Up from two seats and 17 per cent vote share it had in 2014, the BJP not only pulled through an unprecedented victory in the bordering state of Bengal, where it was once considered as a marginal force, but also took a lead in around 130 assembly segments of the state in terms of vote share.
The state is scheduled to go for Legislative assembly polls in two years time in 2021.
Bengal witnessed a saffron surge on Thursday as the BJP inflicted a deadly blow to ruling Trinamool Congress by winning 18 of the total 42 Lok Sabha seats in the state.
The ruling TMC won 22 seats down from 34 in 2014.
BJP's national general secretary and Bengal minder, Kailash Vijayvargiya, said it was vote against Banerjee's appeasement politics and misrule.
"This is the penultimate step, the final step will be the formation of BJP government in Bengal," Vijayvargiya said.
According to the BJP sources, among the several factors that led to BJP's stunning growth in Bengal are polarisation of votes due to TMC's minority appeasement politics, it's promise to implement NRC in Bengal to drive out infiltrators, overwhelming shift of the Left Fronts vote share to the saffron party besides infighting within the ruling TMC.
The BJP built its political narrative mostly around Hindutva and nationalism, which resulted in massive polarisation in the state, where Muslims constitute 27 per cent of the population.
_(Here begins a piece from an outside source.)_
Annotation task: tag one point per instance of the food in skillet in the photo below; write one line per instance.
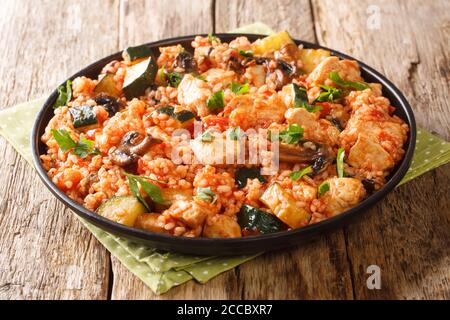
(112, 140)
Since independence Bengal, where the electoral discourse has largely steered clear of communal politics, witnessed one of the most polarised elections with both TMC and the BJP accusing each other of resorting to minority and majority appeasement.
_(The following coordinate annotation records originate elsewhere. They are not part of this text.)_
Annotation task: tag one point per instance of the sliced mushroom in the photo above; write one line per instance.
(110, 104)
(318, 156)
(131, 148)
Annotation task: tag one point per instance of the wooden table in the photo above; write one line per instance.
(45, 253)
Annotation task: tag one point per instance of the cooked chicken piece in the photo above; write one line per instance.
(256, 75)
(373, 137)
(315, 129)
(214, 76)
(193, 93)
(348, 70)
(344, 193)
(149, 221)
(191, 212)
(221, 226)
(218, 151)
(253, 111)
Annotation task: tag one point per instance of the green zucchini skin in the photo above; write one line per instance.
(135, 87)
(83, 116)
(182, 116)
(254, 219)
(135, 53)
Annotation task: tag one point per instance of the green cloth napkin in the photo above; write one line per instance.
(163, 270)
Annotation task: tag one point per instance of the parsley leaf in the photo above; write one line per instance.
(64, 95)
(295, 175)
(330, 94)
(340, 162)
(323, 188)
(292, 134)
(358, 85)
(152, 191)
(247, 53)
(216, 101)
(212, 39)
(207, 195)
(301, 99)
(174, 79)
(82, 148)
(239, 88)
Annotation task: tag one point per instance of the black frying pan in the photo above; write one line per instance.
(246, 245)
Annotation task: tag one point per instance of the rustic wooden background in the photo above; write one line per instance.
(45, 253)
Riding on polarisation, both TMC and BJP managed to sideline Left Front and Congress.
Watch: BJP party workers celebrate in West Bengal and Mumbai
Promises of NRC in Bengal to drive out infiltrators, allegations that TMC government stopped Durga Puja in Bengal, Ram Navami rallies, hundreds of communal riots in various parts of Bengal sharpened the communal divide with TMC lapping up the much of the Muslim vote share and BJP bagging a major chunk of the Hindu votes in the states.
The issues of NRC, citizenship bill and polarisation playing an important role in BJP's vote share can be gauged from the fact that the saffron camp made substantial gains in areas close to the India-Bangladesh border, which have a substantial minority vote.
The gamble of Citizenship (Amendment) Bill reaped huge dividends for BJP in seats like Bongoan and Ranaghat, which has huge Matua population- who originally hail from erstwhile East Pakistan, now Bangladesh, and began migrating to West Bengal at the beginning of the 1950s, mostly due to religious persecution.
It also worked wonder for BJP in tribal-dominated areas of Junglemahal, where TMC faced a complete rout.
Another most important factor that played an important role in BJP's victory in Bengal is the massive shift of the Left Fronts votes to it.
Compared to the 2014 Lok Sabha polls, the Lefts vote share of 29 per cent dwindled to about 7 per cent this time whereas BJP, which had around 17 per cent votes in 2014, bagged around 40.5 per cent votes this time.
According to senior Left leaders, a huge section of Left voters, including party cadres, chose BJP to defeat Mamata Banerjee in the state.
BJP's spectacular performance may have raised several eyebrows given its poor organisational strength in the state, but according to senior BJP leader, and one of main architects of saffron surge, Mukul Roy, this victory was much anticipated as there is huge undercurrent against TMC both inside and outside the party.
"In most of the areas a large section of disgruntled TMC workers and leaders have voted in favour of BJP. Several TMC leaders have actually worked in favour of us. Now it's time for us to bring those TMC workers and leaders into BJP and work towards the final battle for assembly polls," he said.The way lakhs of people including TMC workers were denied to cast their votes during last rural polls, backfired for TMC, Roy said.
The saffron camp which is now eyeing the next assembly polls in the state want to consolidate on the factors that led to its stupendous triumph and work towards new avenues to grab a much larger pie of vote share.